Safety In Mobile Gaming

It seemed like a deceptively slow growth that was actually much quicker than many may have realised – from snake on the old Nokias to games such as Fortnite and PUBG being PC ports, mobile gaming is now dominating the market pulling millions in investor interest which is expected to be billions within the next couple of years.

It’s easy to see why – modern smartphones are all very similar in their hardware capabilities, and everyone has one, it removes all the accessibility issues that come with either a console or a higher end PC, it also bridges the cross-platform gap – and we’ve seen how widely accepted it has become, apps like Pokemon Go racked up 1 billion downloads within a very short period of time with those playing ranging from young children who had never played a Pokemon title before, to the older generation looking to get out more. 
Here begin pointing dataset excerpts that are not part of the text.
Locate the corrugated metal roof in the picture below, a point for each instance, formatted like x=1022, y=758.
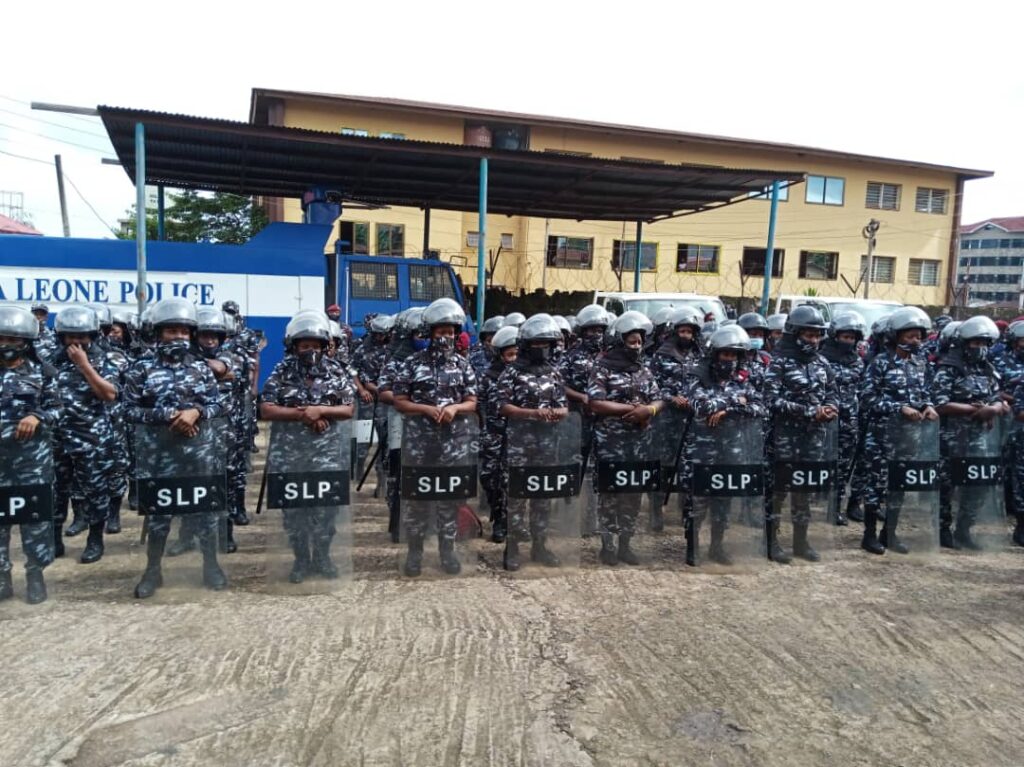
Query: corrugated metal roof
x=186, y=152
x=259, y=97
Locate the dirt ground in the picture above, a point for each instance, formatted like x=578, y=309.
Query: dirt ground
x=856, y=661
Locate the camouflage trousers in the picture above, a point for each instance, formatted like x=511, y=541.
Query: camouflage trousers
x=82, y=475
x=310, y=526
x=37, y=544
x=203, y=525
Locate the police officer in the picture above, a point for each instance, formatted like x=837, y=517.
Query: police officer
x=799, y=388
x=439, y=384
x=966, y=385
x=175, y=387
x=720, y=387
x=895, y=385
x=303, y=388
x=531, y=388
x=494, y=470
x=28, y=398
x=481, y=353
x=846, y=331
x=624, y=396
x=87, y=384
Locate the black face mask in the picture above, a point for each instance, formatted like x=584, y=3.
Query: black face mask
x=10, y=352
x=725, y=370
x=173, y=350
x=539, y=354
x=310, y=357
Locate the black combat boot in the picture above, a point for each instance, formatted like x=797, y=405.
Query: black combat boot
x=690, y=533
x=322, y=560
x=153, y=579
x=775, y=551
x=114, y=518
x=888, y=537
x=541, y=553
x=414, y=557
x=801, y=546
x=626, y=554
x=963, y=539
x=213, y=577
x=58, y=550
x=186, y=539
x=450, y=562
x=716, y=552
x=608, y=554
x=35, y=587
x=511, y=559
x=93, y=545
x=869, y=542
x=853, y=511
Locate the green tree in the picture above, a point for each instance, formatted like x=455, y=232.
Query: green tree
x=195, y=217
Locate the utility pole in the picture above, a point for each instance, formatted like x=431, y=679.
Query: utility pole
x=869, y=231
x=64, y=200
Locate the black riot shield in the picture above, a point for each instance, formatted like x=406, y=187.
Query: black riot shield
x=974, y=467
x=26, y=478
x=629, y=466
x=727, y=523
x=911, y=507
x=308, y=479
x=544, y=505
x=805, y=477
x=183, y=477
x=438, y=483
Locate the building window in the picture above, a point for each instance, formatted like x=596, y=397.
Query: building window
x=825, y=190
x=428, y=283
x=817, y=264
x=924, y=271
x=765, y=194
x=754, y=261
x=885, y=268
x=570, y=252
x=883, y=196
x=390, y=240
x=931, y=201
x=624, y=256
x=698, y=259
x=378, y=281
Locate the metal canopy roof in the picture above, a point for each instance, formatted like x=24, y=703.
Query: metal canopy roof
x=185, y=152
But as the market grows, so do the methods implemented to try to catch those unsuspecting out – we see many different strategies to trick you into purchasing something you didn’t want to, or by locking you out of a game until you purchase more. So what do you need to look out for, and how can you stay safe whilst mobile gaming?

  1. Pop-Ups – This is a very common strategy implemented in free games with a purchase option – the game will run for a short period of time before you’re prompted with a pop-up that gives you the option to buy the game, but it is typically worded in a way that may seem confusing, “click here to continue playing!” for example. This is being looked down upon, however, and change may be forced to make this more clear – but to stay safe against this practice, and if you do come across this, either carefully read the pop-up message or delete the app entirely.

2. Gambling Apps – Betting and gambling apps have become some of the most popular on the various app stores – from many free options to entice you into playing more, then transitioning to paid versions. The UK introduced a way to help those who felt they had a gambling addiction find a break – Gamstop – which allows users to opt in to block them from using these apps and services. Not all operators have taken up on registering, but there are many who have – if you feel like this could be a problem area, there are options available to you.

3. Permission Blockers – Newer terms and various pop-ups can be very confusing if you’re not used to seeing them, if something asks for permission to access your files or contacts you may not think twice about it, but apps could be using your personal information to advertise to others. There are many ways to manage this now however, as there are features within phone settings to block and manage app permission, as well as apps that you can download that do the same thing but for a limited period of time. 

As with anything online, it’s important you’re staying safe and keeping your information safe – especially if you are younger or have younger people using your device to access these games. Reading any message that pops up and understanding what you’re being asked may be the difference between dropping money on a game you didn’t mean to or not – and if ever in doubt about an app, the best way to handle it is to just delete it.